Hint: In order to solve this question we need to understand the motion of the ball thrown vertically upward. While throwing vertically upward only force of gravity acting downward direction hence acceleration of ball is in downward direction equal to acceleration due to gravity $9.8m{\sec ^{ - 2}}$ since velocity in upward direction is constant so acceleration in upward direction is zero. Also here we can use the equation of motion because acceleration is constant.

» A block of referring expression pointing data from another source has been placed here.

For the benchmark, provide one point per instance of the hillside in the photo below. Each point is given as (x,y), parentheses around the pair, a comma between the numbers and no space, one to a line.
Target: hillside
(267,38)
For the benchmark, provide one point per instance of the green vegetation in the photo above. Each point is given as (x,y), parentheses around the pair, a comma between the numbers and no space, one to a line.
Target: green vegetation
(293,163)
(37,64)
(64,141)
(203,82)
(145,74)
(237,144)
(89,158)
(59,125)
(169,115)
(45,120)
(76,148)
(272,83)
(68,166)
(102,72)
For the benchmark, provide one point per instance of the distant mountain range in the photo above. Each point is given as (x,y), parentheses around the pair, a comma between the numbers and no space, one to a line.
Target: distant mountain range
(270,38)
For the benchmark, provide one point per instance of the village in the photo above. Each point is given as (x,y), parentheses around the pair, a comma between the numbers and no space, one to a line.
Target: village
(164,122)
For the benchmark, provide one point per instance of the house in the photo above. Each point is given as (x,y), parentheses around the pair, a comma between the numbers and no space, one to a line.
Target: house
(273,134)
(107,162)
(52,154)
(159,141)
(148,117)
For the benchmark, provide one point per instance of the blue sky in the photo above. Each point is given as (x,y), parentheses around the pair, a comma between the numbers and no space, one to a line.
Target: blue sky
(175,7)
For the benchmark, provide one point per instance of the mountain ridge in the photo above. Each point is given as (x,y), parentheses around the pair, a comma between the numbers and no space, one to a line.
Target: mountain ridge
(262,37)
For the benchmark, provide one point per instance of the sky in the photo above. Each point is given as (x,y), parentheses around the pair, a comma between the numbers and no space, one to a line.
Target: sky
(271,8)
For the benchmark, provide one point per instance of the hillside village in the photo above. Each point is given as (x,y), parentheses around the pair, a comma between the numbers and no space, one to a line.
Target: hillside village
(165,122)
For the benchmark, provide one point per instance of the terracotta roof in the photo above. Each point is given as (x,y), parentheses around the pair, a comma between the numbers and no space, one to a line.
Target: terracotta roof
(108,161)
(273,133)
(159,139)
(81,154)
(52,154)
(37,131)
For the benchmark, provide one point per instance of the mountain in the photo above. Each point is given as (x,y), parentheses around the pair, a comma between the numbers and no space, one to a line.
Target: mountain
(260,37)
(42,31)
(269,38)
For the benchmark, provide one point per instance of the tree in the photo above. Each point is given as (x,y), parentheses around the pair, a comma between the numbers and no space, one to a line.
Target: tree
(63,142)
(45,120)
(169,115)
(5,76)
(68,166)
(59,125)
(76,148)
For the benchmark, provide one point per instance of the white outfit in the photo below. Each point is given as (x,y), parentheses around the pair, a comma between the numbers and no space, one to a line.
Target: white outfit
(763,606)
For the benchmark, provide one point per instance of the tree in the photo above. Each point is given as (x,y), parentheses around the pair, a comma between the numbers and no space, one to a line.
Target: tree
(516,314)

Complete step-by-step solution:
Since the velocity is only in upward direction so horizontal coordinate become zero
So x-coordinate of velocity is always $0$
Let the initial velocity be, $u = 30m{\sec ^{ - 1}}$
And acceleration is given by, $a = - 10m{s^{ - 2}}$ during upward motion
Let us calculate the maximum distance it can cover during its upward motion,
Let the maximum distance be, ${y_{\max }}$
We know final velocity of ball is $v = 0$
So using equation of motion we get, ${v^2} = {u^2} + 2a{y_{\max }}$
Putting values we get, $0 = ({30^2}) - (2 \times 10 \times {y_{\max }})$
${y_{\max }} = \dfrac{{900}}{{20}}$
${y_{\max }} = 45m$
Let the time taken to cover maximum distance be ${t_1}$
So, using equation of motion, $v = u + a{t_1}$
Putting values we get, $0 = (30) - (10 \times {t_1})$
${t_1} = \dfrac{{30}}{{10}}\sec $
${t_1} = 3\sec $
According to question we need to calculate the y distance at time, $t = 5\sec $
It means during $5\sec $ the ball is coming back toward earth.
So for downward motion, $a = 10m{\sec ^{ - 2}}$
And let the distance it covers during downward fall be, $s = y$ measure from highest point
We have to calculate this distance for ${t_2} = t - {t_1}$
${t_2} = (5 - 3)\sec $
${t_2} = 2\sec $
Also initial velocity would be ${u_1} = 0m{\sec ^{ - 1}}$
Remember we are considering only downward motion from maximum position
So using equation of motion $S = ut + \dfrac{1}{2}a{t^2}$ we get, $y = {u_1}{t_2} + \dfrac{1}{2}a{t_2}^2$
Putting values we get, $y = (0 \times 2) + \dfrac{1}{2}(10)(4)$
$y = 20m$
So the y- coordinate from origin is given by, ${y_1} = {y_{\max }} - y$
${y_1} = (45 - 20)m$
${y_1} = 25m$
So the correct option is [A] $(0,25)$.

Note: It should be remembered that during motion in upward or downward direction we are neglecting air resistance for simpler calculation otherwise we know air resistance force is directly proportional to speed and surface area of ball on which it is acting and due to this the acceleration of body changes and we do not get the same result.